On Thursday, for the first time since the beginning of July, Regional Rail's fleet included the cars whose defective parts caused a scheduling nightmare this summer for rail commuters.
Four of SEPTA's Silverliner V cars returned to service on the Fox Chase Line Thursday morning. They were equipped with new equalizer beams replacing cracked parts that forced 120 cars out of service for safety reasons. And more beams are on the way. SEPTA officials provided a tour Thursday of the Bucks County metalworking business where replacement beams are being cut and prepared. The authority's general manager, Jeff Knueppel, said commuters should see a return to regular service by the beginning of October.
"I think it's been a very aggressive return-to-service schedule," he said, surrounded by dozens of newly painted black beams ready to be installed on railcars.
PennFab Inc., a Bensalem-based company, has cut 340 of the 480 equalizer beams needed to replace the flawed parts. The 380-pound, 9-foot-long beams are cut from plates of T1 high-strength steel with a white-hot plasma cutter, then are machined, tested, and painted. The company has been making 60 equalizer beams a week, said PennFab's president, Michael Mabin.
"We commit the entire resources to our company, and that's what makes it get done," he said.
The beams have feet from Hyundai Rotem attached at either end with pins and then are sent to Kinkisharyo International in Jersey City, where the beams are attached to trucks. The last step, attaching the repaired trucks under the Silverliner V cars, happens at SEPTA's Overbrook maintenance facility. The process, from factory to finished car, takes about 12 days, Knueppel said. He said he expected all 120 Silverliner cars to be back in service by mid-November.
PennFab and Kinkisharyo were selected by Hyundai Rotem and are being paid through that company, so no bidding process was required, though SEPTA provided input as to the selections, SEPTA officials said.
The process of making and installing the beams is happening much faster than usual because of the urgent need to get cars back on the rails, Mabin said. He used the schedule for obtaining steel as an example. Getting steel for this kind of manufacturing usually takes six to eight weeks, he said. This steel arrived from an Arkansas company 72 hours after an order was placed.

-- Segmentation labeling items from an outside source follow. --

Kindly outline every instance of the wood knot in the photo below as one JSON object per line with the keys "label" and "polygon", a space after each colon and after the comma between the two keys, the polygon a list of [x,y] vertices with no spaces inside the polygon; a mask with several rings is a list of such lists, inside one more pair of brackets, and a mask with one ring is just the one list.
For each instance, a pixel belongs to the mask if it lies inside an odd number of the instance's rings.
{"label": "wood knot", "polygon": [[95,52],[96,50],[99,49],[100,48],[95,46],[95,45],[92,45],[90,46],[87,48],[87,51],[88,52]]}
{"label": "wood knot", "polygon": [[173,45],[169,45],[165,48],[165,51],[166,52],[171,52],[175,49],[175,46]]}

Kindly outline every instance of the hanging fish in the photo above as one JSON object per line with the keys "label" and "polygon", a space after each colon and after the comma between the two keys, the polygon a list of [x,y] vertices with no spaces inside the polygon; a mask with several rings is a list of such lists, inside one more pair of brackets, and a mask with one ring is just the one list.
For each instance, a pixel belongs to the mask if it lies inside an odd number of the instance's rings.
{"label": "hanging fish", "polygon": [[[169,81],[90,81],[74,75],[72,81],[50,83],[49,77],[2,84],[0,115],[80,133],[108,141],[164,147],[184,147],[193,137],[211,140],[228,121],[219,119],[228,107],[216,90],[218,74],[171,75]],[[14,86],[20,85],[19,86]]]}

The July 4 weekend, a SEPTA inspector observed a listing train car, and the subsequent investigation revealed the cause: equalizer beams in 115 of 120 Silverliner V's had cracks in them. The beams transfer the weight of the car to the vehicle's axles, and the strain of use caused cracks to develop where feet were welded to the ends of the beams. Officials have blamed a poor design and improper welding for the flaws in cars that had been in service for only three to six years.
SEPTA pulled all 120 of the Silverliner V cars almost immediately after discovering the cracks, which had the potential to cause a serious accident if allowed to get worse. But losing a third of its rail fleet has created problems for riders. Late and overcrowded trains have become the norm, and SEPTA estimates it has lost 10 percent to 20 percent of its rail passengers to other modes of travel. Before the Silverliner V cars failed, SEPTA was transporting about 65,000 people per weekday by Regional Rail.
Summer's unofficial end this weekend means returning students, an end to vacations, and more train riders. SEPTA anticipates a difficult September. It is creating express bus routes to supplement trains on the Chestnut Hill East, Chestnut Hill West, Fox Chase, Airport, Warminster, West Trenton, Lansdale/Doylestown, Manayunk/Norristown, and Media/Elwyn Lines. SEPTA also has boosted its fleet of leased cars to 48 vehicles, which should allow a return to normal schedule more than a month before all the Silverliner V cars receive new beams.
Although the exact cost of repairs per car was not provided, Hyundai Rotem, the South Korea-based company that won the contract to construct the Silverliner V cars, has so far spent $2.7 million to fix the railcars, a company spokesman said Thursday.